6. Distortion — AprilGrid

All 1920×1080, 50 images per subset, AprilTag36h11, Accurate pose mode. Pose-mode coverage lives in § 2; this suite isolates the undistortion path.

Model Recall Precision RMSE (px) Repro RMSE (px) Trans P50 (m) Rot P50 (°) Latency (ms)
Brown–Conrady 92.93% 99.43% 1.0947 1.1336 0.0634 2.151 26.52
Kannala–Brandt 81.30% 98.97% 1.5204 3.0482 0.0926 7.313 24.76

Kannala–Brandt (fisheye) recall sits ~11 points below Brown–Conrady at equivalent pixel RMSE, confirming that the wider field of view pushes a larger fraction of tags into the distortion-heavy periphery where the detector's undistorted assumptions cost yield.

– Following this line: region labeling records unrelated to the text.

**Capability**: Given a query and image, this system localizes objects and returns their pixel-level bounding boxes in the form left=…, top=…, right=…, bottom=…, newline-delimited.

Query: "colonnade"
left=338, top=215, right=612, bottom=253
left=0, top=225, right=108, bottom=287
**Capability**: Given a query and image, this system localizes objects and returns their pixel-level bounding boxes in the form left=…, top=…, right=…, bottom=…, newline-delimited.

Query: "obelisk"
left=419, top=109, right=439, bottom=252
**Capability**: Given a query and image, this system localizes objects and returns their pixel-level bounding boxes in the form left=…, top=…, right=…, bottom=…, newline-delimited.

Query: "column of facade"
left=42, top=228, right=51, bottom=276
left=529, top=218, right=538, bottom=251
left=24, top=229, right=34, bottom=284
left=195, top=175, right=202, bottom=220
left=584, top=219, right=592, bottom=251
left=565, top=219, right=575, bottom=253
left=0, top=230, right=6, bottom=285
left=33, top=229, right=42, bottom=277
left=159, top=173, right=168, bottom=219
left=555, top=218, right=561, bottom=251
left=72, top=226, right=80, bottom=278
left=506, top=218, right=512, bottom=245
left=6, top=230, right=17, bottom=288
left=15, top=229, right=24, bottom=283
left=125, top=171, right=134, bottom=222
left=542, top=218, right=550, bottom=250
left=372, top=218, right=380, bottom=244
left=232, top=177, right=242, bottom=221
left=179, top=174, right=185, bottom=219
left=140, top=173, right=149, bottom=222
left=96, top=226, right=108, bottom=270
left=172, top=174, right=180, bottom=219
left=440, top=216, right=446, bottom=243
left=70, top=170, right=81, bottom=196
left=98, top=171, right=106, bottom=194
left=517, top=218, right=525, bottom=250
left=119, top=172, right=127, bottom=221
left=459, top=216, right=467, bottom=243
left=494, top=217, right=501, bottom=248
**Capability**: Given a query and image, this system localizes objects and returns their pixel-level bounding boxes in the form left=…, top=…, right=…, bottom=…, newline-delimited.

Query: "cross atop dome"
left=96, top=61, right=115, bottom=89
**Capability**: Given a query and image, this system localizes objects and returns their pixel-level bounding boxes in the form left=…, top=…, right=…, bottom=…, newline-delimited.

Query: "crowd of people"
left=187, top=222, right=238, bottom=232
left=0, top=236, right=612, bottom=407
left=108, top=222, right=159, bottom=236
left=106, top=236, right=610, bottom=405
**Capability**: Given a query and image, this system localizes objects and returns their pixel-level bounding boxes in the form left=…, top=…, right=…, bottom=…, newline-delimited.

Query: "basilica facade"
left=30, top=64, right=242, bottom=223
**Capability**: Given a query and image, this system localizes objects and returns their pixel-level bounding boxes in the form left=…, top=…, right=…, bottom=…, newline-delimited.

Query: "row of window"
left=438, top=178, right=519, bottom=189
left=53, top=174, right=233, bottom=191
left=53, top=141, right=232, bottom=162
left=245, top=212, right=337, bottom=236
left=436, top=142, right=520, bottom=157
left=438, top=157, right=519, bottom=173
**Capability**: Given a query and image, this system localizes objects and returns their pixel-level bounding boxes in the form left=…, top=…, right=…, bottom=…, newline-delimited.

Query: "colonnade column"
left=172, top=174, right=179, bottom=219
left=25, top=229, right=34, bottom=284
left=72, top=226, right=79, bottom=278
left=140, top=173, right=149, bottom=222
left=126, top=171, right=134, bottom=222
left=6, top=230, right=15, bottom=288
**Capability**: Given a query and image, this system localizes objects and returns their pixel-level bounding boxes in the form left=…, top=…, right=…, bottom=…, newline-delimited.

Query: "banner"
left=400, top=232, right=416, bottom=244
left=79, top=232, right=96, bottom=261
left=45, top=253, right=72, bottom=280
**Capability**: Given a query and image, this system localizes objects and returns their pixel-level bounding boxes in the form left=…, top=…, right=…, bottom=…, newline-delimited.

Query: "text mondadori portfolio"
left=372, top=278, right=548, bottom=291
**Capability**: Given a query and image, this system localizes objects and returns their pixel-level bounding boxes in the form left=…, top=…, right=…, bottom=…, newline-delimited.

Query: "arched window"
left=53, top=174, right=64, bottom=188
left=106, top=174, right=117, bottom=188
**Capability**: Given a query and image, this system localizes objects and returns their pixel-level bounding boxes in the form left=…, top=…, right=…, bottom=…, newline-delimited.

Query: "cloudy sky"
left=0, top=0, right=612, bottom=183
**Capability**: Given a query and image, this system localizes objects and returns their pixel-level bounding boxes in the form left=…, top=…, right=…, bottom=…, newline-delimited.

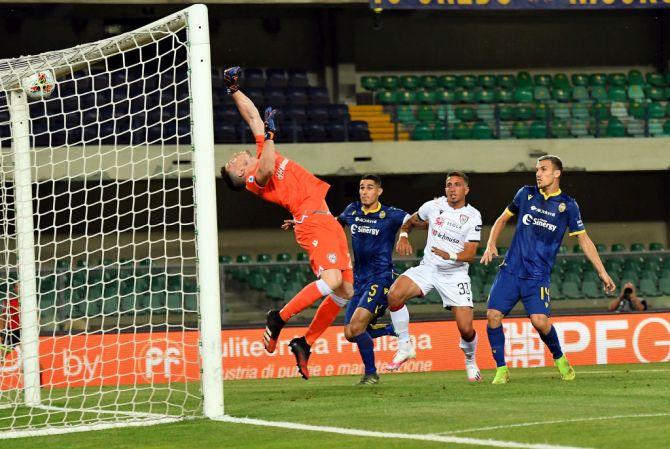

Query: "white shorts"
left=402, top=265, right=473, bottom=307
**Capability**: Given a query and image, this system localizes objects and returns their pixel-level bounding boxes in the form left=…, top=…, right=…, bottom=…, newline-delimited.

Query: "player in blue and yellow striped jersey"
left=481, top=155, right=616, bottom=384
left=337, top=175, right=409, bottom=384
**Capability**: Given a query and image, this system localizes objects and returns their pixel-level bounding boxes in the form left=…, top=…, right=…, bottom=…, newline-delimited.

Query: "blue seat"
left=265, top=68, right=287, bottom=88
left=287, top=69, right=309, bottom=88
left=286, top=87, right=307, bottom=106
left=241, top=67, right=265, bottom=89
left=302, top=123, right=326, bottom=142
left=307, top=87, right=330, bottom=106
left=306, top=106, right=329, bottom=123
left=327, top=104, right=350, bottom=123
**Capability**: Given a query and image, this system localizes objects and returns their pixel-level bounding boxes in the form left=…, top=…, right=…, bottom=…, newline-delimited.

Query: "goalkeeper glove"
left=263, top=106, right=277, bottom=140
left=223, top=66, right=242, bottom=95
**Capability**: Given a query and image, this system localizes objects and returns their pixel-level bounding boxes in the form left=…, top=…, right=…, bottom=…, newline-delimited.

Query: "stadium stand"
left=356, top=70, right=670, bottom=140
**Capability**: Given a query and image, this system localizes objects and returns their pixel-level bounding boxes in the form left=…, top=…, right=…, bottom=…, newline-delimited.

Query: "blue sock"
left=538, top=326, right=563, bottom=360
left=354, top=332, right=377, bottom=374
left=486, top=326, right=505, bottom=367
left=368, top=323, right=395, bottom=338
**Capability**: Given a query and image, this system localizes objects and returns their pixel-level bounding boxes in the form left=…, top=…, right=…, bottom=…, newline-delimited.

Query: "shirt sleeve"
left=505, top=187, right=526, bottom=215
left=568, top=201, right=586, bottom=236
left=466, top=214, right=482, bottom=242
left=417, top=201, right=433, bottom=221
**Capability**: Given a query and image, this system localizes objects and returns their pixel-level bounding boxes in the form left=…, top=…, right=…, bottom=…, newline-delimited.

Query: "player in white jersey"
left=386, top=171, right=482, bottom=382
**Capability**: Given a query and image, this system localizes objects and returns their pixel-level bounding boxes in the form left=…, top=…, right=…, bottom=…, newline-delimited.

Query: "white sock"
left=391, top=305, right=409, bottom=345
left=458, top=334, right=477, bottom=359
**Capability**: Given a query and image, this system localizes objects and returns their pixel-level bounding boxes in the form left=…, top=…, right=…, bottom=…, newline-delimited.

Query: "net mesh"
left=0, top=7, right=201, bottom=438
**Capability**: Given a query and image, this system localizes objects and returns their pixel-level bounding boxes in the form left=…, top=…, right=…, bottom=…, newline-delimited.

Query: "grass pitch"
left=5, top=363, right=670, bottom=449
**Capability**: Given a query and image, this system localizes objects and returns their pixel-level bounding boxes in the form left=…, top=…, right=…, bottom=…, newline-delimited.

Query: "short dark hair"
left=447, top=171, right=470, bottom=186
left=361, top=173, right=382, bottom=187
left=221, top=167, right=244, bottom=192
left=537, top=154, right=563, bottom=172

7. Board-Level (reference — dataset unchanged)

Included for completeness. These snapshots pre-date PR #198 and were not regenerated; the board datasets themselves were not re-rendered.

Board Frames Frames with board Mean Trans Err (m) Mean Rot Err (°) Mean Coverage
charuco_golden_v1_1920x1080 150 149 0.0081 1.929 99.0%
aprilgrid_golden_v1_1920x1080 145 145 0.0108 2.035 95.0%

Reproduction

TRACY_NO_INVARIANT_CHECK=1 \
LOCUS_HUB_DATASET_DIR=tests/data/hub_cache \
cargo test --release \
  --test regression_render_tag \
  --test regression_render_tag_robustness \
  --test regression_distortion_hub \
  --test regression_board_hub \
  --features bench-internals \
  -- --test-threads=1 --nocapture

The regression_render_tag_robustness suite includes both the baseline watchlist runs (regression_hub_<subset>_1080p) and the configuration- tuned follow-up runs (regression_hub_<subset>_1080p_tuned). The tuned variants load their JSON profiles from crates/locus-core/tests/fixtures/robustness/*_tuned.json.